C’est justement cela que révèlent les images cérébrales d’enfants ayant grandi avec des châtiments corporels réguliers. On y observe des modifications mesurables dans les régions impliquées dans la régulation des émotions et la gestion du stress. Autrement dit, le corps garde une trace, même quand l’esprit n’en garde pas le souvenir précis. Ce décalage entre “je ne me souviens de rien” et “mon cerveau s’est adapté à une menace répétée” change complètement la manière de comprendre l’expérience de mon père, et celle de tant d’autres parents aujourd’hui grands-parents.
Anxiété, agressivité, difficultés scolaires : le prix caché des châtiments corporels
Si le cerveau enregistre ces expériences en silence, elles finissent souvent par s’exprimer ailleurs, parfois là où on les attend le moins. Chez certains enfants, cela se traduit par une anxiété diffuse, difficile à nommer, mais bien présente au quotidien : peur de mal faire, hypervigilance face aux réactions des adultes, difficulté à se sentir en sécurité même dans des contextes neutres. Chez d’autres, c’est l’inverse qui se produit : une tendance accrue à l’agressivité, comme si le corps avait appris que la force est un langage légitime pour résoudre les conflits.

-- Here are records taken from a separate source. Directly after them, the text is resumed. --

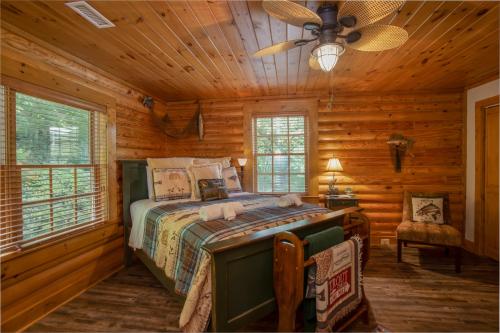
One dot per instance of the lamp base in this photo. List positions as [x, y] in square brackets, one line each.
[332, 190]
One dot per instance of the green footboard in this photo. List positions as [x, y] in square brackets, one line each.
[242, 272]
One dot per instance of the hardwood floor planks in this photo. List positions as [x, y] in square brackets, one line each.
[421, 294]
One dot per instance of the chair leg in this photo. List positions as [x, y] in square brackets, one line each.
[458, 259]
[400, 242]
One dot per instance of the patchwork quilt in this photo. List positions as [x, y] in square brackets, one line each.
[175, 235]
[335, 282]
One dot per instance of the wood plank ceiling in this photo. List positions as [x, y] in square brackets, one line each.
[180, 50]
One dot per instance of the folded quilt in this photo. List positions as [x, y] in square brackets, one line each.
[335, 282]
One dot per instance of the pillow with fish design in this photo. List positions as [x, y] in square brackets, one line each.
[429, 208]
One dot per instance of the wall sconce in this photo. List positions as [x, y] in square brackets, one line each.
[333, 166]
[242, 162]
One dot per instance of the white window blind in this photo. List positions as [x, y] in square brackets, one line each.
[53, 169]
[280, 154]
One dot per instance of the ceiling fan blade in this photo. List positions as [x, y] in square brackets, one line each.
[313, 63]
[379, 38]
[368, 12]
[280, 47]
[290, 12]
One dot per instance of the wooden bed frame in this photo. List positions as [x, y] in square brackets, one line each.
[242, 267]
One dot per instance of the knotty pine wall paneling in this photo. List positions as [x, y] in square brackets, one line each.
[356, 130]
[39, 279]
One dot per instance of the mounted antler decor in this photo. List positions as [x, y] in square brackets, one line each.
[399, 145]
[195, 125]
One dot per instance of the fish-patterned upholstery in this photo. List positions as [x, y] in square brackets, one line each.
[422, 232]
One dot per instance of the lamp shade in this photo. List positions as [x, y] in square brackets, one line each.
[334, 165]
[327, 55]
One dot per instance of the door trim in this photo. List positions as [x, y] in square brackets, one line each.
[479, 172]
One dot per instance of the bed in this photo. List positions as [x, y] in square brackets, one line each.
[221, 271]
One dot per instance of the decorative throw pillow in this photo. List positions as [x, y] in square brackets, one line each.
[231, 179]
[206, 171]
[429, 208]
[225, 161]
[212, 189]
[171, 184]
[166, 162]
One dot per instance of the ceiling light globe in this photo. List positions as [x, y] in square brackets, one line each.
[328, 55]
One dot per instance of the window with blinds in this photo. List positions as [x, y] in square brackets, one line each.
[280, 154]
[53, 168]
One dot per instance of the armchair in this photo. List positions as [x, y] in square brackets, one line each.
[429, 233]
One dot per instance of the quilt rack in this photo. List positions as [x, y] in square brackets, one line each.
[289, 268]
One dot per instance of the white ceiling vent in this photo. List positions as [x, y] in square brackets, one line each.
[90, 14]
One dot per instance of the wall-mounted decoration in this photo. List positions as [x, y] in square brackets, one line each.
[194, 127]
[399, 145]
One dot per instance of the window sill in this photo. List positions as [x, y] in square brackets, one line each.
[59, 238]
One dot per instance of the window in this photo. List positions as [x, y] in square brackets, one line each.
[280, 153]
[53, 168]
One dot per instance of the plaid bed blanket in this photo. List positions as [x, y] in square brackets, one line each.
[174, 235]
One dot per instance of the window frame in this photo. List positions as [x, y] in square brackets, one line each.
[306, 153]
[11, 87]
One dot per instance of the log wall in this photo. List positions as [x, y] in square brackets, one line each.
[38, 280]
[356, 130]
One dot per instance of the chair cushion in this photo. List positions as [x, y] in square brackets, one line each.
[431, 233]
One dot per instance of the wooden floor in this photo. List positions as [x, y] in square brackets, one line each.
[421, 294]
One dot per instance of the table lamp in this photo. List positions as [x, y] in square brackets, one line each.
[333, 166]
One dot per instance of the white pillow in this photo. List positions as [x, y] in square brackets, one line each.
[165, 162]
[225, 161]
[171, 184]
[206, 171]
[231, 179]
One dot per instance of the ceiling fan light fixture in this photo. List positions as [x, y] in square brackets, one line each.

Ces répercussions ne s’arrêtent pas à la sphère émotionnelle. Un cerveau constamment sollicité par le stress dispose de moins de ressources pour la concentration, la mémorisation ou la gestion des frustrations scolaires. Concrètement, cela peut se traduire par des difficultés d’attention en classe, une motivation en dents de scie, ou une plus grande sensibilité à l’échec. Pour des parents très investis dans la réussite et l’épanouissement de leurs enfants, cette information mérite qu’on s’y arrête : le geste censé “recadrer” peut, à long terme, fragiliser justement les capacités que l’on cherche à renforcer.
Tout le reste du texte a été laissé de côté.